Fingí reflejarme en él, arreglándome el pelo. Se rió.
—¿Hablas mucho de chicas con tus amigos?
—No demasiado. Resulta incómodo. ¿Y tú, hablas de chicos?
—No, es algo íntimo.
—Las japonesas, en cambio, hacen justo lo contrario. Con los chicos, son extremadamente pudorosas. Y luego se lo cuentan todo a sus amigas.
—Las occidentales hacen lo mismo.
—¿Por qué lo dices?
—Para defender a las japonesas. Debe ser difícil ser japonesa.
—También es difícil ser japonés.
—Seguramente, cuenta, cuenta.
No dijo nada. Respiró. Vi cómo sus rasgos se metamorfoseaban.
—A los cinco años, como los demás niños, tuve que examinarme para entrar en una de las mejores escuelas primarias. Si hubiera aprobado, habría podido, un día, ir a una de las mejores universidades. A los cinco años, ya lo sabía. Pero no lo conseguí.
Me di cuenta de que estaba temblando.
—Mis padres no dijeron nada. Estaban decepcionados. A los cinco años, mi padre sí lo había conseguido. Esperé a que llegara la noche y lloré.
Rompió a llorar. Abracé su cuerpo, muy tenso a causa del sufrimiento. Me habían hablado de esos horribles procesos de selección japoneses, impuestos mil veces demasiado pronto a unos niños conscientes de la importancia del reto.
—A los cinco años supe que no era lo bastante inteligente.
—Es falso. A los cinco años supiste que no habías sido seleccionado.
—Sentí que mi padre pensaba: «No pasa nada. Es mi hijo, ya ocupará mi lugar». Mi vergüenza empezó entonces y todavía dura.
Lo abracé contra mí, murmurando palabras de consuelo, asegurándole que era inteligente. Lloró durante mucho rato y luego se quedó dormido.
Fui a contemplar la noche sobre una ciudad en la que, cada año, la mayoría de los niños de cinco años se enteraban de que habían fracasado en la vida. Me pareció escuchar conciertos de lágrimas contenidas.

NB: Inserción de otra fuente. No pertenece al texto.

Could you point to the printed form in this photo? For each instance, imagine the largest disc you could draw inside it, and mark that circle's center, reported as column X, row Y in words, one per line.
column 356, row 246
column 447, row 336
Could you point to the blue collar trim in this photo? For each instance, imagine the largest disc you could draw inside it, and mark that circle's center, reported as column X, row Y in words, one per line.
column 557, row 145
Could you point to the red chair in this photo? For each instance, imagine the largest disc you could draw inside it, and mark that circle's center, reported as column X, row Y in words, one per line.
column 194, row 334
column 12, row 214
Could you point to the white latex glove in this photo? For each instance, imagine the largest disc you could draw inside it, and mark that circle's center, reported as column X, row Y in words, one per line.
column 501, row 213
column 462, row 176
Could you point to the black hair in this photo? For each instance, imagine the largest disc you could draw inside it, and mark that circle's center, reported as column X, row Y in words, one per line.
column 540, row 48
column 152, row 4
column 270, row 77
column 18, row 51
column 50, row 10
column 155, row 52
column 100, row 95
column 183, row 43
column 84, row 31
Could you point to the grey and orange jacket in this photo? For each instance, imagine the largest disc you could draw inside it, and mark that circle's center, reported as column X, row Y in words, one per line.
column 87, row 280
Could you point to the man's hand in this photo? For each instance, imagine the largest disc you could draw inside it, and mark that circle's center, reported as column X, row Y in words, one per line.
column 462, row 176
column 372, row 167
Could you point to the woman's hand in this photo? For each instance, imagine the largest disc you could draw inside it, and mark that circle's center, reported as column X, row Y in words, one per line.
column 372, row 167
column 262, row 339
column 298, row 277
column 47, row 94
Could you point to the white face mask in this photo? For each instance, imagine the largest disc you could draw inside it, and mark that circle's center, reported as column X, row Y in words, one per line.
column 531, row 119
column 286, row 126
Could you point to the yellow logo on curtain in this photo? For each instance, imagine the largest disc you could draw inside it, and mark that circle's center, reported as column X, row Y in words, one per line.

Rinri salía adelante siendo el hijo de su padre: era un modo de compensar un sufrimiento por una vergüenza. Pero los demás, los que fracasaban en las pruebas, sabían desde su más tierna edad que, en el mejor de los casos, se convertirían en carne de empresa, como hubo carne de cañón. Y luego se sorprenden de que tantos adolescentes japoneses se suiciden.